Empetrum is efficient at mobilizing nutrients and accumulating them at the surface. For example, the associated soils had the lowest overall levels of Ca, but the mean ratio of Ca in the topsoils to the subsoils (A/C) was highest, 2.7, with this vegetation type (Fig. 5). Despite the fact that Empetrum heath soils are excessively drained, they have the thickest histic epipedons and most organic C at the surface of the soils in Kärkevagge (Table 2). The organic matter produced by Empetrum may not be easily decomposed due to its high C/N ratio and the droughty conditions. Overall, Empetrum soils were infertile and lowest in micronutrients Cu, Zn, and Fe but highest in extractable Al. The low metal contents show the effect of the chelating agents produced by the Empetrum plants that complex metals and expedite their movement in the soil profile. The high Al content may be a significant challenge for most plants growing on these soils. An extractable Ca/Al ratio of <1 may be phytotoxic (McLean, 1982), and in the Empetrum subsoil the Ca/Al ratio is 0.3.

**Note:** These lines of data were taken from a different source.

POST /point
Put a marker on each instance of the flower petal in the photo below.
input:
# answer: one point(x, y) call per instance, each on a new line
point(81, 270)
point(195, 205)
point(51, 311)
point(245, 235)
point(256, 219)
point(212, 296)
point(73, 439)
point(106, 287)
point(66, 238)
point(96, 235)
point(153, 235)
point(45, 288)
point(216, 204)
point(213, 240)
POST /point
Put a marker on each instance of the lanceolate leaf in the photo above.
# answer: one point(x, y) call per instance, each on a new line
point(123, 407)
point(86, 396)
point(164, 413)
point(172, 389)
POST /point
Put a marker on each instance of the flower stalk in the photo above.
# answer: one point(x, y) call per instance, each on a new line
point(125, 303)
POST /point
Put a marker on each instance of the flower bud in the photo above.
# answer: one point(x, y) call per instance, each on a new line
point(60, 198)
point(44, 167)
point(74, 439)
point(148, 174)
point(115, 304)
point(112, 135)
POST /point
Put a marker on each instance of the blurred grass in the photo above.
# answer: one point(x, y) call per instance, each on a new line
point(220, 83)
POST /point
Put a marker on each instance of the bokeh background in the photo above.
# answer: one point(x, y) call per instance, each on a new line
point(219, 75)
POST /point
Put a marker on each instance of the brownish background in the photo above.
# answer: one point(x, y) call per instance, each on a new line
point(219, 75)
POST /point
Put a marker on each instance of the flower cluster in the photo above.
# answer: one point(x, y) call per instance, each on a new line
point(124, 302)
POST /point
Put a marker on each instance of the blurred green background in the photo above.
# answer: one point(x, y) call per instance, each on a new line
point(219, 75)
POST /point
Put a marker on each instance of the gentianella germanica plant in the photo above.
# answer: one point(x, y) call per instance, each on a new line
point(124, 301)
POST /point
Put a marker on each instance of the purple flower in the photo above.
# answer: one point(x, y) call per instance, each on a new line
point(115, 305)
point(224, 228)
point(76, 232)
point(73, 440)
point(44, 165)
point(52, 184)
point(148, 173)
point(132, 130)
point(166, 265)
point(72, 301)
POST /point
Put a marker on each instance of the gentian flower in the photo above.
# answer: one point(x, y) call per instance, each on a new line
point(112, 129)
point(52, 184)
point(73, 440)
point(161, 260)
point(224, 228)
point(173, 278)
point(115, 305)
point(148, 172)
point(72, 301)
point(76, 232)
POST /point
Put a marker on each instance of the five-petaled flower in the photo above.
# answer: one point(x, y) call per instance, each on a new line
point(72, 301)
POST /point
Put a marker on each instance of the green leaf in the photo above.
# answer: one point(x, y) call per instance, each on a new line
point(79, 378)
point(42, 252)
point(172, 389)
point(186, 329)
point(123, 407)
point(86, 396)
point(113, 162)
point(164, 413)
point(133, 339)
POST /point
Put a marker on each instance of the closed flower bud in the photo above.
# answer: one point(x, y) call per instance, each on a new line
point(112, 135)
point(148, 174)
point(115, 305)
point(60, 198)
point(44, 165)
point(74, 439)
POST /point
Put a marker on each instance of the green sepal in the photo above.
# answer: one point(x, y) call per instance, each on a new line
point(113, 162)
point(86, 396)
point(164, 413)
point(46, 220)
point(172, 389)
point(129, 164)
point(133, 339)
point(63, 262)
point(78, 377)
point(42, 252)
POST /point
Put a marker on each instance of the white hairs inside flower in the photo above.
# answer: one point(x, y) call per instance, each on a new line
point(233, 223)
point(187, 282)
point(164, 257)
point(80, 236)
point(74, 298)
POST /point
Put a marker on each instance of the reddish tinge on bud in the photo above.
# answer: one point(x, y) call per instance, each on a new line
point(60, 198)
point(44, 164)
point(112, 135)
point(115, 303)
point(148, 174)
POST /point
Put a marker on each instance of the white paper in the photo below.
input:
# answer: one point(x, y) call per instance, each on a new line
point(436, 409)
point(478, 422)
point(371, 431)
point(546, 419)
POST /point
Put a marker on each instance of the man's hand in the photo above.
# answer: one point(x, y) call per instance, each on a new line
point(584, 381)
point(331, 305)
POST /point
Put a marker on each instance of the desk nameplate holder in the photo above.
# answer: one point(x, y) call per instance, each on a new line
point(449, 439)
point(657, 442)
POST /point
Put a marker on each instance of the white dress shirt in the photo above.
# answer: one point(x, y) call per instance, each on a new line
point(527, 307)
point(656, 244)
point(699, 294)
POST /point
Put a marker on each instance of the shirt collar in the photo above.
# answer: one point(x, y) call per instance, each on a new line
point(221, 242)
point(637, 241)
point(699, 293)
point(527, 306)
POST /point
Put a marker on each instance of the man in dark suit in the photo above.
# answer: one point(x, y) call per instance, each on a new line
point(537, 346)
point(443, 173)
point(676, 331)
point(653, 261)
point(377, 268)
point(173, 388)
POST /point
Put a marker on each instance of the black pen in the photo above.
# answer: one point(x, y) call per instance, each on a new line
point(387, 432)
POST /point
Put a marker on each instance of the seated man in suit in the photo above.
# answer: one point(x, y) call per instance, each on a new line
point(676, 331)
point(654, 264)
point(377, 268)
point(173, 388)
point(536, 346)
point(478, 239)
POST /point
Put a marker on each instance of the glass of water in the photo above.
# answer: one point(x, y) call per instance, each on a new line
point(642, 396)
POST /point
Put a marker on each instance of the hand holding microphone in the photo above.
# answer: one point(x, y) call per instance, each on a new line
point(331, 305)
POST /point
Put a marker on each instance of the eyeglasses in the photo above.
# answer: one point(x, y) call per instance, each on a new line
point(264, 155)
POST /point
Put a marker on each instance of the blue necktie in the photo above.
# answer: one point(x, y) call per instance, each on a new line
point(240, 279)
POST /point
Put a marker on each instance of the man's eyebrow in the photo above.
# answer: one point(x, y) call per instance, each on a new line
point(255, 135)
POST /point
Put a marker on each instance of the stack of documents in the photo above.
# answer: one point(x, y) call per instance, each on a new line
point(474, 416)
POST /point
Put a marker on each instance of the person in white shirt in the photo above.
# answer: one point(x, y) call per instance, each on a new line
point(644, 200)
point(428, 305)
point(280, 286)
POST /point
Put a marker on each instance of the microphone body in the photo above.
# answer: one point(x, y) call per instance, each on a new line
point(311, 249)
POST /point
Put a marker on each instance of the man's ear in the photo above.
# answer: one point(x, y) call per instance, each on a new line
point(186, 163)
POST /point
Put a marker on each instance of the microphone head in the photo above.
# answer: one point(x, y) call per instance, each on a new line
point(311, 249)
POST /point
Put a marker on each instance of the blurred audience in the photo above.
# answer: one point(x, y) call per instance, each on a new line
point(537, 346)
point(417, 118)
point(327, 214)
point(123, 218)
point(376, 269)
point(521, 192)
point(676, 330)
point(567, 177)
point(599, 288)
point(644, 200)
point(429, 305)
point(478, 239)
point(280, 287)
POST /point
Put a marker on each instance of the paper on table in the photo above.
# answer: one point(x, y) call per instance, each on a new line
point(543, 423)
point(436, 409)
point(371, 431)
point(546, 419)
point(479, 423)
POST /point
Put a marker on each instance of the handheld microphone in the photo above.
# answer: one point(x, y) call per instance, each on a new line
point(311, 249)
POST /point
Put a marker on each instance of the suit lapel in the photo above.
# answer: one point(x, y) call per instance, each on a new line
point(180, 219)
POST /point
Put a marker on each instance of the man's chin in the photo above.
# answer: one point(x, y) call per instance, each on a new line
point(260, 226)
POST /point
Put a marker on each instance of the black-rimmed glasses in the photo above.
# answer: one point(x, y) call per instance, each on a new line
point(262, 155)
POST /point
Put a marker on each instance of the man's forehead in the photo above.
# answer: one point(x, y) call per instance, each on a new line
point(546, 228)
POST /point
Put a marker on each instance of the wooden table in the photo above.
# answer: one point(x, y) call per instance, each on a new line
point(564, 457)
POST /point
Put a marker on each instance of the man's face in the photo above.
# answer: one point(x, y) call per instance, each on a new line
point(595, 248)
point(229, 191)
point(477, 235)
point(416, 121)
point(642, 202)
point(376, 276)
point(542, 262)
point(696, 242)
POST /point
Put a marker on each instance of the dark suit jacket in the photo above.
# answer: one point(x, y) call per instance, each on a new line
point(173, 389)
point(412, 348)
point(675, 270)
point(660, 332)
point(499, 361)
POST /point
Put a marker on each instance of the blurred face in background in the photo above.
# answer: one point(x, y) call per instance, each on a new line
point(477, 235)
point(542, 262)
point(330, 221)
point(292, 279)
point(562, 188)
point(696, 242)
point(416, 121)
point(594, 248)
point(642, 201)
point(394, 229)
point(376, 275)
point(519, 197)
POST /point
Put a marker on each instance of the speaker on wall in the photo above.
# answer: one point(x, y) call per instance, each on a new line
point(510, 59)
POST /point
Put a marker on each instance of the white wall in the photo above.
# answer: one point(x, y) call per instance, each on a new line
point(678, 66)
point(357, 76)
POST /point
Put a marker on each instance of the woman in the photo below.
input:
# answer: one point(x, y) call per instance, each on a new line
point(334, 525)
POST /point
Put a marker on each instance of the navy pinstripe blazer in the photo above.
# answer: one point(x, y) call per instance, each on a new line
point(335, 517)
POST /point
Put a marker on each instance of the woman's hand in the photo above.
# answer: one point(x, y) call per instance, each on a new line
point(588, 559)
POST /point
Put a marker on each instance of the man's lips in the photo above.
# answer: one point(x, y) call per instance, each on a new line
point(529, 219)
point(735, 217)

Soils at the birch sites were chemically and pedologically similar to the Empetrum heath sites but did not have thick fibrous surface O horizons. Like Empetrum soils, birch soils classify as Haplocryods, which show influence of chelating agents on soil chemistry. The difference between the two is soil moisture storage. Birch vegetation in Kärkevagge is predominantly found on finer-textured tills than the heath at the same elevation, which is found on coarse-textured outwash. The finer texture imparts greater soil moisture storage. In addition, birch sites occur in less exposed locations and thus capture more snow. However, the boundary between the two vegetation types has shifted. This change is evidenced by decomposing birch roots found in the Empetrum soils, away from any live birch trees, likely due to deforestation associated with railroad construction (Rapp, 1996; Schlyter et al., 1993). This indicates that birch trees could grow on the very coarse-textured soils but have yet to reoccupy those soils. As with the Empetrum soils, birch soils have relatively low CEC, pH, BS, Ca, Mg, Cu, and Zn and show strong horizonation as evidenced by Fe and Al distributions (Figs. 2 and 3). Although the Empetrum and birch soils were the only Spodosols in Kärkevagge, there is evidence of weak podzolization occurring in some alpine, Dryas, and meadow soils, where Bw horizons have been recognized (Table 2).

DRYAS

Dryas octopetala is well known as a calciphilic species, and it stands out as the dominant species on high-pH, calcium-rich soils in Kärkevagge. For example, extractable Ca content in the Dryas surface soils averaged 25 times greater than that in the alpine surface soils (Table 3). However, in contrast to the Empetrum soils, the Dryas soils had less Ca increase in the surface horizon, giving these soils a low A/C horizon Ca ratio of 1.4 (Fig. 5). In addition, the Dryas soils had the highest Ca/Mg ratios of all the soils. Dryas sites were on the upper colluvial slopes, where they received drainage water from the calcareous rocks exposed above them in the cliffs. The high Ca content and productive vegetation allowed these Dryas soils to accumulate a relatively large pool of organic matter. This led to the development of a Mollisol in one Dryas location, assumed to be the most northerly documented in the world (Darmody et al., 2000a). Dryas soils also stood apart in that they had the lowest extractable Al, as expected given the high pH. Their extractable Ca/Al ratio was 54.4 in the surface and 11.6 in the subsoil, the highest of all the sites.

ALPINE

In contrast to the highly fertile Dryas soils, the alpine soils had the lowest levels of soil fertility. Their stratigraphic position places them above local calcareous rocks, and they are developed in residuum from schist, so the bedrock is not a particularly good source of nutrients. The cold, harsh conditions contribute to the poor productivity of these soils, which may be the oldest in Kärkevagge. They are protected from water erosion and deposition, as is commonly found at lower elevations, and are often armored by a pavement of coarse fragments, which, although indicative of frost heaving and past wind erosive forces, affords some protection from current erosion. In addition, there is evidence that regional glaciation involved cold-based ice in some ridge crest locations, which would preclude glacial erosion and deposition (Kleman and Hättestrand, 1999; Allen et al., 2001). Thus, the low fertility of these soils can largely be explained by their antiquity, which has caused considerable loss of plant nutrients over the millennia.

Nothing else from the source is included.